Vous nous aviez indiqué en commission, lors de la première lecture de ce texte en juillet dernier, que vous estimiez à 50 000 le nombre de signalements transmis au procureur par la commission de protection des droits de la Hadopi. Il s’agit d’une goutte d’eau en comparaison des 450 000 films piratés chaque jour et du milliard de fichiers numériques à caractère culturel échangés illégalement chaque année !

Par ailleurs, nous restons extrêmement réservés sur la possibilité pour la justice de traiter avec célérité les informations transmises par la Hadopi. Au-delà des risques d’inconstitutionnalité qui planent sur la procédure pénale choisie, nous ne croyons pas que la justice, dont les tribunaux sont déjà très encombrés, disposera des moyens suffisants pour mener à bien cette nouvelle mission.

C’est fondamental, car, dans cette hypothèse, ce serait l’ensemble du dispositif de réponse graduée qui serait rendu inopérant et la Hadopi ne susciterait que l’indifférence des destinataires des courriels d’avertissement.

Nous le répétons aujourd’hui, le groupe socialiste du Sénat espère que la conjugaison de la phase d’avertissement et de la phase judiciaire permettra d’améliorer la lutte contre le piratage des œuvres, piratage qui ne constitue rien de moins qu’un vol.
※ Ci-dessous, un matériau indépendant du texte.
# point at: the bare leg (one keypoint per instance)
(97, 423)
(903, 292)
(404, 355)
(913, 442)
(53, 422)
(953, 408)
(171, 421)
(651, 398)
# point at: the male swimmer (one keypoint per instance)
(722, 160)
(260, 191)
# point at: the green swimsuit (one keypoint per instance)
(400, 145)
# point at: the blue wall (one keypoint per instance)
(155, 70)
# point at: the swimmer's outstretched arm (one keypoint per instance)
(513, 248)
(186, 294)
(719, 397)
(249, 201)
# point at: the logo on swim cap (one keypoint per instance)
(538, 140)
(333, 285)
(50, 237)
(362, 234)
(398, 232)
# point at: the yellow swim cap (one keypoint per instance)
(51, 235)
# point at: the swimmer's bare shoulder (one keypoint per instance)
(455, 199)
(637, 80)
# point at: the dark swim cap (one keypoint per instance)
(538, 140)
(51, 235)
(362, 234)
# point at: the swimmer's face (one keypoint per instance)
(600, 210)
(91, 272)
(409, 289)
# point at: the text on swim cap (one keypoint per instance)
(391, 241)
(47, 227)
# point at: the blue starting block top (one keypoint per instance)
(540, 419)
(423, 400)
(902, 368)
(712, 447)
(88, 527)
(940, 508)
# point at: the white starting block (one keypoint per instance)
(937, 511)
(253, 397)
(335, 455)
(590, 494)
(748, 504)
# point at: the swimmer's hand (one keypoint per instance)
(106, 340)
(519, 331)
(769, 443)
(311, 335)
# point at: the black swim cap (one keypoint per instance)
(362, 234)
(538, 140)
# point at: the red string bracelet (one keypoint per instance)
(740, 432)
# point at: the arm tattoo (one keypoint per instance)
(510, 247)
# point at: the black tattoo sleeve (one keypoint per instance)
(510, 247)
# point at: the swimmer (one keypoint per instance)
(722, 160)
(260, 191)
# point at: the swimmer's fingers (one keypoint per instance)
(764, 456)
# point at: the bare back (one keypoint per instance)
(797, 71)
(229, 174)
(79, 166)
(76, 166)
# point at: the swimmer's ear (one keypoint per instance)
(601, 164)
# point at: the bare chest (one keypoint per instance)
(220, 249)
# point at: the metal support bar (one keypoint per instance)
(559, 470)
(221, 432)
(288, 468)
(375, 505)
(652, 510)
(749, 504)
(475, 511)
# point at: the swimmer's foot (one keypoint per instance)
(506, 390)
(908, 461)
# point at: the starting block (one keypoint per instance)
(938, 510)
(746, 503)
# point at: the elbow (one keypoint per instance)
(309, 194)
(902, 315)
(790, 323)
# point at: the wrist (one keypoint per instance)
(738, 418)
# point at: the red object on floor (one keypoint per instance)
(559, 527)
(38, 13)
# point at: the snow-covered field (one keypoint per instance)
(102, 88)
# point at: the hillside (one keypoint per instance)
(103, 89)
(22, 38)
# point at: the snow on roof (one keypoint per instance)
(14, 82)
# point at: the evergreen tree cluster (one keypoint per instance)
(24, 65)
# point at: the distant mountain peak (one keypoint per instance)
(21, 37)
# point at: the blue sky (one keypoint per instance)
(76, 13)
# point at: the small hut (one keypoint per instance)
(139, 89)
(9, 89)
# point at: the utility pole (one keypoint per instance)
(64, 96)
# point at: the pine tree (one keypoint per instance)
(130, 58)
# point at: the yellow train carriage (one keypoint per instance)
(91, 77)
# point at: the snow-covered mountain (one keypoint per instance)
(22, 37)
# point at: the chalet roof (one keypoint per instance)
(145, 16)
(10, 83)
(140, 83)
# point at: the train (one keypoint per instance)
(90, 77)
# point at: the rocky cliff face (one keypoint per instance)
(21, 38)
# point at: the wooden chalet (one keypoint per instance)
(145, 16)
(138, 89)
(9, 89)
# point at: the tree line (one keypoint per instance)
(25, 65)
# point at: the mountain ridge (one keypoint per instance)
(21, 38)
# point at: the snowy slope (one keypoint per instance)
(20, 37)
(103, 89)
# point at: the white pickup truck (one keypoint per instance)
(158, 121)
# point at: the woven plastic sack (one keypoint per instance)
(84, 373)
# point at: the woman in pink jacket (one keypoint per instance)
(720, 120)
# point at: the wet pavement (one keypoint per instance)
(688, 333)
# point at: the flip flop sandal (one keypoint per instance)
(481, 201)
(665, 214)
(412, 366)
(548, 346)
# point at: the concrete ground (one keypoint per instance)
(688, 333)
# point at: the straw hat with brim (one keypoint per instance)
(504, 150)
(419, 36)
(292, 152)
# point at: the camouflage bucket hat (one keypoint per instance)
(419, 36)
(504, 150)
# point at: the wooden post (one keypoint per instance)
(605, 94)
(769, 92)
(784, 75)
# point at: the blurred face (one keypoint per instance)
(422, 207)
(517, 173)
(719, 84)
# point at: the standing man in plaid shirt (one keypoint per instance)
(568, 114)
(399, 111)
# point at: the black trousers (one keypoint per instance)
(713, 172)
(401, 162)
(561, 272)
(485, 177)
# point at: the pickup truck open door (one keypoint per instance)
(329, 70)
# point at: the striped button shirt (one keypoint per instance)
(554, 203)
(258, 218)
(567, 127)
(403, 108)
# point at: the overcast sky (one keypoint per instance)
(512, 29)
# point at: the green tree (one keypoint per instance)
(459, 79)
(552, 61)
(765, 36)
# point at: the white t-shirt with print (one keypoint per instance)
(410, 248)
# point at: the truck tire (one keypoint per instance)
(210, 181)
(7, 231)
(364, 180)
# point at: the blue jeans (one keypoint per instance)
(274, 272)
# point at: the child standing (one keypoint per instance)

Mais la précipitation et l’entêtement du Président de la République à « aller jusqu’au bout », pour reprendre les termes qu’il a employés lors de la réunion du Congrès à Versailles, risquent de cimenter le marasme économique que connaissent aujourd’hui, et depuis plus de cinq ans, les industries culturelles, grandes et petites, les majors comme les PME indépendantes.

La réussite de l’effet dissuasif de la procédure pénale choisie est fondamentale. Or nous avons le sentiment que le Gouvernement est en train de se fourvoyer en défendant un texte élaboré en quelques jours, sans aucune concertation et avec tous les risques d’inconstitutionnalité dont il pourrait être entaché.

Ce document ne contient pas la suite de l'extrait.